Bislang war die Durchführung der COVID-19-Impfungen in Märkisch-Oderland nur im Krankenhaus Märkisch-Oderland sowie über mobile Impfteams möglich. Nun fand am 31. März und 1. April 2021 der erste Impftag im Landkreis statt. Unter dem Titel „Letschin impft“ hatten alle Impfberechtigten aus der Gemeinde Letschin die Möglichkeit, eine Erstimpfung zu erhalten. Dafür standen 500 Impfdosen der Firma BIONTECH/Pfiser zur Verfügung. Die Einladungen zum Impftag wurden über die Gemeinde Letschin organisiert, die neben Landkreis und ortsansässigen Ärzten, ebenfalls an der Organisation und Durchführung beteiligt waren. Ziel dieser Aktion sei es, so Landrat Gernot Schmidt, in einem Teil des Landkreises Märkisch-Oderland erste Herdenimmunisierung vorzubereiten. Der zweite Impftermin wird dann am 05.05. und 06.05.2021 durchgeführt.

Das Impfen über die mobilen Impfteams ist eine wichtige Säule im Impfkonzept des Landkreises Märkisch-Oderland. Wir sind froh über jede COVID-19-Impfung, die in den vergangenen Wochen in den Hausarztpraxen im Landkreis durchgeführt werden konnte. Gleichwohl wissen wir, dass eine Herdenimmunität mittels der bislang leider nur wenig vorhandenen Vakzine in einem großen Landkreis, wie es Märkisch-Oderland ist, nicht erreicht werden kann. Riegel-Impfungen, wie sie in Letschin durchgeführt wird, sind für weitere Regionen des Landkreises geplant, können jedoch nur gemeinsam mit den Kommunen durchgeführt werden. In den nächsten Tagen werden wir hierzu mit den Amtsdirektoren und Bürgermeistern in den Dialog treten“ so Landrat Gernot Schmidt.

Hintergrund

Der Landkreis Märkisch-Oderland will, in Abhängigkeit des vorhandenen Impfstoffes, sein mehrstufiges Impfkonzept weiter umsetzen. Bislang konnten im Krankenhaus Märkisch-Oderland nur Personen, die aufgrund ihres Berufes impfberechtigt sind sowie Bewohner von Pflegeeinrichtungen, eine Schutzimpfung erhalten (Kohorten-Impfung). Personen, die aufgrund ihres Alters oder ihrer Vorerkrankung impfberechtigt sind, konnten nur über die mobilen Impfteams die Schutzimpfung gegen das Corona-Virus erhalten (und über die Impfzentren des Landes Brandenburg geimpft werden).

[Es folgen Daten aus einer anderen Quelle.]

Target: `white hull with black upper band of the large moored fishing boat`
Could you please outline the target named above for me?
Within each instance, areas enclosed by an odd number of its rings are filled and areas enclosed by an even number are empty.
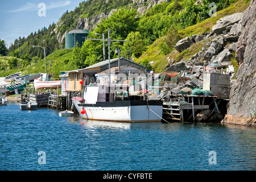
[[[118,122],[160,122],[162,119],[162,101],[114,101],[81,104],[73,100],[81,118]],[[85,114],[81,114],[84,107]]]

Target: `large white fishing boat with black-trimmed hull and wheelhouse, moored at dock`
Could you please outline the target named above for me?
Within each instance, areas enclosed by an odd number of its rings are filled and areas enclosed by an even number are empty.
[[[72,98],[81,118],[118,122],[160,122],[163,101],[129,100],[129,85],[87,85],[84,97]],[[108,92],[112,90],[112,92]],[[127,93],[117,97],[117,92]]]

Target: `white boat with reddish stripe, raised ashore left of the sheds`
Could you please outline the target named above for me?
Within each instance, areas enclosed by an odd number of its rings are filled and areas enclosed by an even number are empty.
[[[61,88],[61,80],[48,80],[46,73],[41,73],[39,78],[34,79],[35,90],[44,88]]]

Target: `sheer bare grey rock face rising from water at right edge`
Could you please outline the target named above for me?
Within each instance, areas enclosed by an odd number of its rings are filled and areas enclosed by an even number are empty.
[[[256,113],[256,0],[251,0],[242,19],[241,35],[237,43],[236,59],[241,63],[237,79],[230,90],[228,115],[247,121]],[[229,118],[227,118],[229,117]]]

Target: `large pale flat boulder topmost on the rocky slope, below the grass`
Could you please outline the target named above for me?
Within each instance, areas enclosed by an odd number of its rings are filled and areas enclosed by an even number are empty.
[[[212,32],[214,34],[222,34],[222,32],[225,31],[227,27],[240,22],[242,18],[243,18],[243,12],[225,16],[220,20],[218,20],[217,24],[212,27]]]

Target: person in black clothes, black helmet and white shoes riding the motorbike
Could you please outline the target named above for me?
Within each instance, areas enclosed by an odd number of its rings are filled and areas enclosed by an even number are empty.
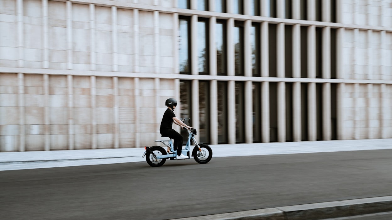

Über die eigene Impfstrategie des Landkreises ist es bislang gelungen 7.605 Impfdosen zu verabreichen. Wenn in einem bestimmten Gebiet alle Impfberechtigten eine Schutzimpfung erhalten, so wie jetzt in Letschin, kann eine Herdenimmunität in diesem Bereich erreicht werden.